I guess this rules it out anyway.

BillieBob
25th Apr 2017, 14:12
So how does this apply to experiences sold through Groupon, Virgin experiences etc.If they are operated as 'introductory flights' under NCO.GEN.103, they are illegal and, probably, uninsured.

Homsap
29th Apr 2017, 14:57
Pipertommy... You raised a good question. Historically, people could book a trial flight which is exercise 3, but if it was in four seater such as a PA28 or C172, bring two friends or relatives.

Infact a number of years ago I can think a number of fliying clubs who were not only encouraging passengers on trial flying lessons or air experience flights, some were even offering sightseeing flights, as an air experience flights. I raised this issue with the CAA, as I considered these flights required an AOC, of course the CAA choose to sit on the fence.

i see no reasons why passengers should be on a trial flying lesson, not lease it is a real distraction between the instructor and student, for example your teaching effects to a student with his or her children vomiting in the back, I say that because effect of controls (yaw) are ideal for inducing sickness in pax.

I am unclear what the current situation is with EASA, and pax on training flights, but I would not do it anymore.

FlyingFiddler
30th Apr 2017, 09:53
Infact a number of years ago I can think a number of fliying clubs who were not only encouraging passengers on trial flying lessons or air experience flights, some were even offering sightseeing flights, as an air experience flights. I raised this issue with the CAA, as I considered these flights required an AOC, of course the CAA choose to sit on the fence.


The CAA are useless, I work for a company that does have an AOC for scenic flights but we competing against companies that do them as Introductory Air Experience flights. We pay thousands just in fees to the CAA to just have that piece of paper, costs us a lot to train our staff as well. Unfair competition if the others guys don't have to do any of it.

But then again someone at the CAA told me that they are also aware that companies are offering PPL/LAPL training without approval, but the CAA don't care and are not going to do anything to stop it..

Whopity
30th Apr 2017, 18:59
I am unclear what the current situation is with EASA, and pax on training flightsThe only significant difference is in Part NCONCO.OP.180 Simulated situations in flight
(a) The pilot-in-command shall, when carrying passengers or cargo, not simulate:
(1) situations that require the application of abnormal or emergency procedures; or
(2) flight in instrument meteorological conditions (IMC).
(b) Notwithstanding (a), when training flights are conducted by an approved training organisation, such situations may be simulated with student pilots on-board.

Pittsextra
30th Apr 2017, 19:14
Quote:
Any profit made from the flights are kept within the organisation
So how does this apply to experiences sold through Groupon, Virgin experiences etc., as surely these companies are profiting also?

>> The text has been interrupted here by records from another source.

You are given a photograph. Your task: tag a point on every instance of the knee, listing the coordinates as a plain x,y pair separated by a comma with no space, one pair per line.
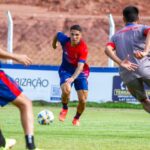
23,103
66,91
82,100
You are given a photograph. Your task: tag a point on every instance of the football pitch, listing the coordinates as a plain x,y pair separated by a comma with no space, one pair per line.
100,129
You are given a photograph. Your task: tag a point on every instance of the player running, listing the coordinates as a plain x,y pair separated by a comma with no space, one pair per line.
73,70
130,48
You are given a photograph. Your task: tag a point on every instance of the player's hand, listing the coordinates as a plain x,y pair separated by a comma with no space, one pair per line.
140,54
69,80
23,59
128,65
54,46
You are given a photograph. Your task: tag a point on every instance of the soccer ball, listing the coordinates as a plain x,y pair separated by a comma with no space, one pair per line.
45,117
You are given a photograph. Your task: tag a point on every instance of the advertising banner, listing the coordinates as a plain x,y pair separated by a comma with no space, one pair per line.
121,93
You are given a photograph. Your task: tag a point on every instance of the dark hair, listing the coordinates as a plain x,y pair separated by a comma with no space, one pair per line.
131,13
76,27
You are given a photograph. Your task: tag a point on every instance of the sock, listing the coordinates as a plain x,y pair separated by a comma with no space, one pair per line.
2,140
30,142
77,116
65,106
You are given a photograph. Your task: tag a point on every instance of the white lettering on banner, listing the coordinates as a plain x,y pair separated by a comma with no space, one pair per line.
55,93
32,82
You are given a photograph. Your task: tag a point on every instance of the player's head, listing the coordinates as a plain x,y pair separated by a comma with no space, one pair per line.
75,34
131,14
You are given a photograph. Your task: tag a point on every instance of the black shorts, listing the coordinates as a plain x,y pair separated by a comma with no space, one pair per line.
136,88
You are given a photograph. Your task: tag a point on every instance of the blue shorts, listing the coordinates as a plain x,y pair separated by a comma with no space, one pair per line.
9,90
80,83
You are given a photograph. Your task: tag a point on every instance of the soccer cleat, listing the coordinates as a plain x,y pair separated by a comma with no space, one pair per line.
9,144
76,122
62,115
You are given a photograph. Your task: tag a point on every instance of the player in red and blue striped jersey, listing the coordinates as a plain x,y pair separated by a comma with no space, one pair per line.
73,70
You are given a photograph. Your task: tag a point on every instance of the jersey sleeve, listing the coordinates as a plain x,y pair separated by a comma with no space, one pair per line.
83,54
111,43
146,29
62,38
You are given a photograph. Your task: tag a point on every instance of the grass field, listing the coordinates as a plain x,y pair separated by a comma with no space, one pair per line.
101,129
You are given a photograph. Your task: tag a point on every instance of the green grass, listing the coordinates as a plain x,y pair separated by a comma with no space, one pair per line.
101,129
92,104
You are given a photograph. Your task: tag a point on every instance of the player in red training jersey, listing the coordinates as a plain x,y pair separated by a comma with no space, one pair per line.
73,70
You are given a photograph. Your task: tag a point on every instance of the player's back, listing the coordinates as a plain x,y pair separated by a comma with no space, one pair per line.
129,39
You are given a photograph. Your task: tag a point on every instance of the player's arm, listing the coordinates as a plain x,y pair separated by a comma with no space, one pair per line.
109,51
140,54
78,70
23,59
54,42
59,37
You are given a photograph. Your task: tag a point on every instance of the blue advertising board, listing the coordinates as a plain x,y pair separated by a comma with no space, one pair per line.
121,93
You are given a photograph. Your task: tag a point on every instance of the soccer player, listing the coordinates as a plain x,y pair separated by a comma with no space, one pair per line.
11,92
129,48
73,70
6,143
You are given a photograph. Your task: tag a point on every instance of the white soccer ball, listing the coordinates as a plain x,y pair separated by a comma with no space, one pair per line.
45,117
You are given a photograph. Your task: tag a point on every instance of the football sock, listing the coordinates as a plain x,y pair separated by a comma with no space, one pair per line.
30,141
65,106
2,140
77,116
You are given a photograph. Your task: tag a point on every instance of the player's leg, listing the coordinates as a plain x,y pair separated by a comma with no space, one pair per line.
136,88
81,85
6,143
66,89
11,92
26,114
2,140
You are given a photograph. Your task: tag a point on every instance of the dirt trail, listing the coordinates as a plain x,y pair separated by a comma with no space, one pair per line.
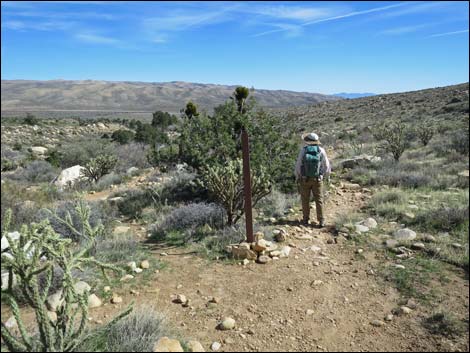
340,289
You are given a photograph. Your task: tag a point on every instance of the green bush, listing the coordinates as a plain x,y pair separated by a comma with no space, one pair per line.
99,166
137,332
211,140
122,136
394,136
225,185
66,334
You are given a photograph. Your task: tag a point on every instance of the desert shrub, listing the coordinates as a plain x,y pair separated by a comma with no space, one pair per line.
163,119
425,132
443,218
402,178
8,165
150,135
122,136
81,152
277,203
135,200
181,187
131,155
394,136
97,216
210,140
99,166
137,332
192,216
30,120
225,185
163,155
67,334
35,172
117,248
54,157
459,142
107,180
213,247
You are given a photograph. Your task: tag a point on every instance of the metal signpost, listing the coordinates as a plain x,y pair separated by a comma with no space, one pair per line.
247,186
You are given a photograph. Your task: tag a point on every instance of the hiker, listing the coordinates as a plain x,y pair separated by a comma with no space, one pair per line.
311,168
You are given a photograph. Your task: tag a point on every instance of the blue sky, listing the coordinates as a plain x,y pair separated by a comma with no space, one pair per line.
324,47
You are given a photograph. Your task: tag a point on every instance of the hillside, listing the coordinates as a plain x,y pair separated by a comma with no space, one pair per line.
25,95
448,103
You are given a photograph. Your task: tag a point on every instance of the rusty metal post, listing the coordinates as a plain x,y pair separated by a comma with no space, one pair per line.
247,186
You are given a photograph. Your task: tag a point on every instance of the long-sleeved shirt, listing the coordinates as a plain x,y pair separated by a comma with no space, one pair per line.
325,167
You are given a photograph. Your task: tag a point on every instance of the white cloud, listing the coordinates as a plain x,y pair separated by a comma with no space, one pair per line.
96,39
448,33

So how does this apply to experiences sold through Groupon, Virgin experiences etc.
If they are operated as 'introductory flights' under NCO.GEN.103, they are illegal and, probably, uninsured.

aren't we confusing introductory flights with an FI v PPL here?

Whopity
30th Apr 2017, 22:31
aren't we confusing introductory flights with an FI v PPL here?
There are 3 separate areas:
1. Flying Lessons flown by a FI of which Ex3 is Air Experience
2. Introductory Flights conducted in accordance with NCO.GEN.103 which includes specific requirements of the operator and;
3. Cost sharing which allows licence holders to share costs with passengers

All quite different, but confused by the CAA issuing an IN that groups Introductory Flights and Cost Sharing together. Some organisations have incorrectly assumed that Introductory Flights and "Trial Lessons" are the same thing.

With no enforcement action, nothing will happen until the first accident occurs and the CAA is found negligent again.

Homsap
1st May 2017, 16:09
Or more likely the pilot will get blamed, because as we know the CAA can never be wrong!

Whopity
1st May 2017, 16:47
because as we know the CAA can never be wrong! Try reading the Shoreham report!